Reddit Alleges AI Startup Perplexity Circumvented Data Access Restrictions Using Scraped Information

The Digital “Mountweazel” Trap

In a legal filing that echoes copyright protection tactics from the print era, Reddit has accused artificial intelligence company Perplexity of accessing and using specially planted test content, according to reports covered by The New York Times. The forum-based social media platform reportedly created a “test post” that was configured to be accessible only through Google’s search engine and not otherwise available on the internet, sources indicate.

The Digital “Mountweazel” Trap
AI Data Scraping Under Legal Scrutiny
Expanded Legal Action Against Data Scrapers
Escalating Data Access Dispute

This digital trap bears striking resemblance to “mountweazels” – fabricated entries deliberately inserted into reference works to catch plagiarists. The technique dates back to at least 2001 when the New Oxford American Dictionary included the fake word “esquivalience,” defined as the “willful avoidance of one’s official responsibilities,” to identify competitors who might be copying its content without authorization., according to industry analysis

AI Data Scraping Under Legal Scrutiny

The lawsuit represents the latest legal challenge to the AI industry’s widespread practice of training models on scraped internet data, much of which is copyrighted material. According to the report, Reddit lawyers argued that “Perplexity’s business model is effectively to take Reddit’s content from Google search results,” then process it through AI models and “call it a new product.”

Analysts suggest this case highlights the growing tension between AI companies hungry for training data and content creators seeking to control and monetize their digital assets.

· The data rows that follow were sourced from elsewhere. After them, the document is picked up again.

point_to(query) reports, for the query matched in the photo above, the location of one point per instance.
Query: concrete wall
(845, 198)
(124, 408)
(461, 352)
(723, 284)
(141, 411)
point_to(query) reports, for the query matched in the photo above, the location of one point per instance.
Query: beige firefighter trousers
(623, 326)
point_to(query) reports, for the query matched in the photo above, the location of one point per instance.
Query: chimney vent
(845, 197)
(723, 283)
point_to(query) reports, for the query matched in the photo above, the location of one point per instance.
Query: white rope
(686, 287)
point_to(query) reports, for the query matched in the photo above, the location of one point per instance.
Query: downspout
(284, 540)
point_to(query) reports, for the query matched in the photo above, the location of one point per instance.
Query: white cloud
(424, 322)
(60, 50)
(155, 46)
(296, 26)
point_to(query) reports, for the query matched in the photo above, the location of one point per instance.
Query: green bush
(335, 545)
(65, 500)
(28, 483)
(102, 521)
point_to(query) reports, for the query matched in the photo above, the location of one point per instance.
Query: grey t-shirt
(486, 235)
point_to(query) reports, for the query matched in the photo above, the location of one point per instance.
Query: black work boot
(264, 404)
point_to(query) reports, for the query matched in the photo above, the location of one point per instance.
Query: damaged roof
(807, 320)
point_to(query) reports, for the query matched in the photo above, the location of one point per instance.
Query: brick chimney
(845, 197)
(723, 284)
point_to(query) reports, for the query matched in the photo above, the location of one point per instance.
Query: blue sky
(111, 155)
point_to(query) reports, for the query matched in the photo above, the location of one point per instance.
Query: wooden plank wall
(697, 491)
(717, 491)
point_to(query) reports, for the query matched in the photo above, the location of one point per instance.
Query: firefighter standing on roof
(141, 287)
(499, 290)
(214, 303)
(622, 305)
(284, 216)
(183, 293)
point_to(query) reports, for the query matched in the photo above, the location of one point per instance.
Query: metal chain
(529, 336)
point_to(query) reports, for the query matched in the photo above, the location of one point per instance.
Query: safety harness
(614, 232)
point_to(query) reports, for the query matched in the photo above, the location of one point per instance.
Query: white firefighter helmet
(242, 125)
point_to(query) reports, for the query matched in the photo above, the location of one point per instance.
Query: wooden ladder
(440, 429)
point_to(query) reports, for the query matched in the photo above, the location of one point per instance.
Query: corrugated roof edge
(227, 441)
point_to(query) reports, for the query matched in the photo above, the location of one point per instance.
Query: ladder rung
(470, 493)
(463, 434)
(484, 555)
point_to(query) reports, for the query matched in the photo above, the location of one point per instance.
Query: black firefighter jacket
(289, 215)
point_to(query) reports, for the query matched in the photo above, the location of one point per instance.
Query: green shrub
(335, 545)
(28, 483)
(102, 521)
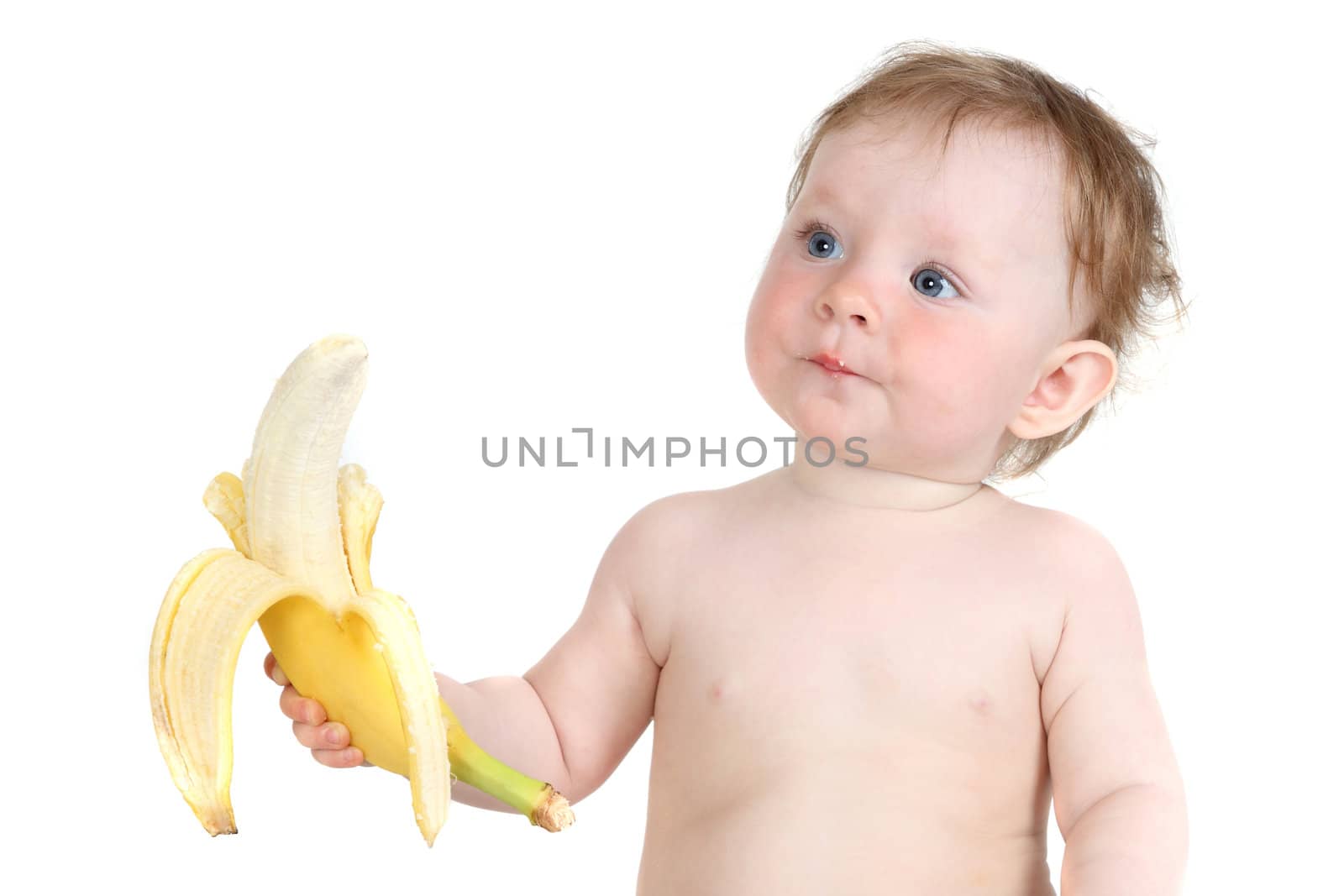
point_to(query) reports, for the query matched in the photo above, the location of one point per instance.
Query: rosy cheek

Reddit itself has been positioning to capitalize on the AI data demand by restricting scraper access and pursuing premium data licensing agreements, with expectations of generating over $200 million in the coming years through such ventures.

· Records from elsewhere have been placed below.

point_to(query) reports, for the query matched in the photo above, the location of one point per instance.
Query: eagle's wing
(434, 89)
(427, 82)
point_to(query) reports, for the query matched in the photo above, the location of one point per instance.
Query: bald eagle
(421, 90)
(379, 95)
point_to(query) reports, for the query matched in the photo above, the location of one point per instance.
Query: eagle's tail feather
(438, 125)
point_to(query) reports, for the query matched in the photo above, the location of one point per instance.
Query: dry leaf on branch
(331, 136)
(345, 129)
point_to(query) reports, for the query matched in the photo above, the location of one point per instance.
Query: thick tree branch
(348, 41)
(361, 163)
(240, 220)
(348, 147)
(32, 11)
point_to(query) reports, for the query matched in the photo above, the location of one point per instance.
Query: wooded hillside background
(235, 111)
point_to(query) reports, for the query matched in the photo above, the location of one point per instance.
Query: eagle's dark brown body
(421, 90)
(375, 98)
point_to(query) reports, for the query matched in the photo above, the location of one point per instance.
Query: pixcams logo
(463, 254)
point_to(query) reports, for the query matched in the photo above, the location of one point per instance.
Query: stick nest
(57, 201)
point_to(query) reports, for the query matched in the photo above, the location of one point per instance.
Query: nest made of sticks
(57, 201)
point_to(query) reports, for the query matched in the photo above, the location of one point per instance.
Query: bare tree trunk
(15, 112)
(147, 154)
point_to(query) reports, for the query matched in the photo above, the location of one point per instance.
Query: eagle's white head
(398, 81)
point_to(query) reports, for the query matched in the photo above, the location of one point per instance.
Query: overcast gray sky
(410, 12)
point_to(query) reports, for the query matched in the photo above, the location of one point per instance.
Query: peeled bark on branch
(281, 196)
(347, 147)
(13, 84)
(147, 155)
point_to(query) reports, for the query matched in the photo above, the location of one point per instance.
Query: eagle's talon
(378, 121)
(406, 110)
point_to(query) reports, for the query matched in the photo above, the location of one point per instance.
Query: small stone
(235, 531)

Expanded Legal Action Against Data Scrapers

Beyond Perplexity, the legal action targets three additional data scraping firms: Texas-based SerpApi, Lithuanian startup Oxylabs, and Russia’s AWMProxy, which has reportedly been associated with the notorious Glupteba malware botnet. These companies originally built their businesses by scraping Google search data to provide search engine optimization services to corporate clients.

The New York Times explains that historically, this data scraping created a mutually beneficial ecosystem since search results typically directed traffic back to the original websites. However, the relationship became increasingly one-sided as AI chatbots trained on these datasets often fail to provide meaningful attribution or traffic to content sources.

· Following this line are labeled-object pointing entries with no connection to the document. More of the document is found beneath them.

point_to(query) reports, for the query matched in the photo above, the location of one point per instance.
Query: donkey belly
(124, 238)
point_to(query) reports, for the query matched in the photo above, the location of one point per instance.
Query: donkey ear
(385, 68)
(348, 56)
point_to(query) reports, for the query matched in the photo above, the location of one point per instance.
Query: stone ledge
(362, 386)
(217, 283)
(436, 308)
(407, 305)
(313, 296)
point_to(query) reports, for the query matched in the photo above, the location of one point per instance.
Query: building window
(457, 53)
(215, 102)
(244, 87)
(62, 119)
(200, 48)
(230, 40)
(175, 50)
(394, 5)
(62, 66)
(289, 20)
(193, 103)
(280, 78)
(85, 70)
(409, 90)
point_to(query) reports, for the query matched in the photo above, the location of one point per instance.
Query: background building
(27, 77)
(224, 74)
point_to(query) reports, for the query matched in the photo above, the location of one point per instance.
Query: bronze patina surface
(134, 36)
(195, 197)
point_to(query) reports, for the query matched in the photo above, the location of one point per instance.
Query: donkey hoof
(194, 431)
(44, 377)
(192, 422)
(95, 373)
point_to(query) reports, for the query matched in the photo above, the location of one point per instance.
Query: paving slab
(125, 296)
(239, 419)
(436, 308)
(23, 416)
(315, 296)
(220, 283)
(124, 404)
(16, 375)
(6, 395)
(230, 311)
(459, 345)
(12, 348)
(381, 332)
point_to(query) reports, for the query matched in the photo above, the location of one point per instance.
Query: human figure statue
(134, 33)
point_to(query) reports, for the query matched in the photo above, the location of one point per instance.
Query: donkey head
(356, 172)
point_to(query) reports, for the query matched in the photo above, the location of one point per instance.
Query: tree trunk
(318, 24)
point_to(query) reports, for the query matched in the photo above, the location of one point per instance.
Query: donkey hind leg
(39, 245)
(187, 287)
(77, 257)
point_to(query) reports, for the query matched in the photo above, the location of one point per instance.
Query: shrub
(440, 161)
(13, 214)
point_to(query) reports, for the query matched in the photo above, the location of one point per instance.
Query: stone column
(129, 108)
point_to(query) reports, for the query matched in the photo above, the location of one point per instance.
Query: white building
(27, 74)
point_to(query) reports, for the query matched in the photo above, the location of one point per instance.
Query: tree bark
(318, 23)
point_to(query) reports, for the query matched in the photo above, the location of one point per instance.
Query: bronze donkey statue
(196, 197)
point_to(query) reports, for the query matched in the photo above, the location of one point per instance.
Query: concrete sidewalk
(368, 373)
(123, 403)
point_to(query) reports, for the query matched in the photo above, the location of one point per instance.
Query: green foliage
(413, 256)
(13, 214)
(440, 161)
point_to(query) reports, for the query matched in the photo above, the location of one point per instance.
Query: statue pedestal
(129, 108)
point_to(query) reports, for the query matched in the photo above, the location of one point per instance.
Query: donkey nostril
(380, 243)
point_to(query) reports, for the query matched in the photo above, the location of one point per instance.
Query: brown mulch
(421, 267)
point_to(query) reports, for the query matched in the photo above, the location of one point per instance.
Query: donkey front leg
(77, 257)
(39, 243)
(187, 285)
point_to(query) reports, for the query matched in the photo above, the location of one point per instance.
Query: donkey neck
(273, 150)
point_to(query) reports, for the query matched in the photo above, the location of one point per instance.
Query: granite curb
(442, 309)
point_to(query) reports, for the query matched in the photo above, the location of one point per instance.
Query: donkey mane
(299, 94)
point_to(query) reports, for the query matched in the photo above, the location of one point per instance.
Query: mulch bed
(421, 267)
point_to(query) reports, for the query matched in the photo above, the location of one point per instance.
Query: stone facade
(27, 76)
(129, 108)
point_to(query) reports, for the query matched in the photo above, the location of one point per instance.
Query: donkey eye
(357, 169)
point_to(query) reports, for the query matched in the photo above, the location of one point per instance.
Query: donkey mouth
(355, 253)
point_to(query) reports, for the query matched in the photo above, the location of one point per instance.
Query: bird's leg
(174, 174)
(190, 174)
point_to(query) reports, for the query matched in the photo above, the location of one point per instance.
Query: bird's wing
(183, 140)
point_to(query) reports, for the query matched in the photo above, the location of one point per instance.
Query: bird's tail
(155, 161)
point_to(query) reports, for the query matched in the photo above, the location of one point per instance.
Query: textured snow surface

Escalating Data Access Dispute

Reddit’s lawsuit claims that Perplexity circumvented earlier enforcement actions by purchasing scraped datasets from these third-party companies after receiving a cease and desist order for directly scraping Reddit content without payment. The legal filing notes that citations to Reddit data in Perplexity’s AI search results had increased “fortyfold,” according to the report.

This legal confrontation emerges as Reddit develops its own integrated AI capabilities while simultaneously seeking to monetize its vast repository of user-generated content. The case underscores the complex data ownership questions emerging throughout the AI industry as companies balance innovation against intellectual property rights in the digital age.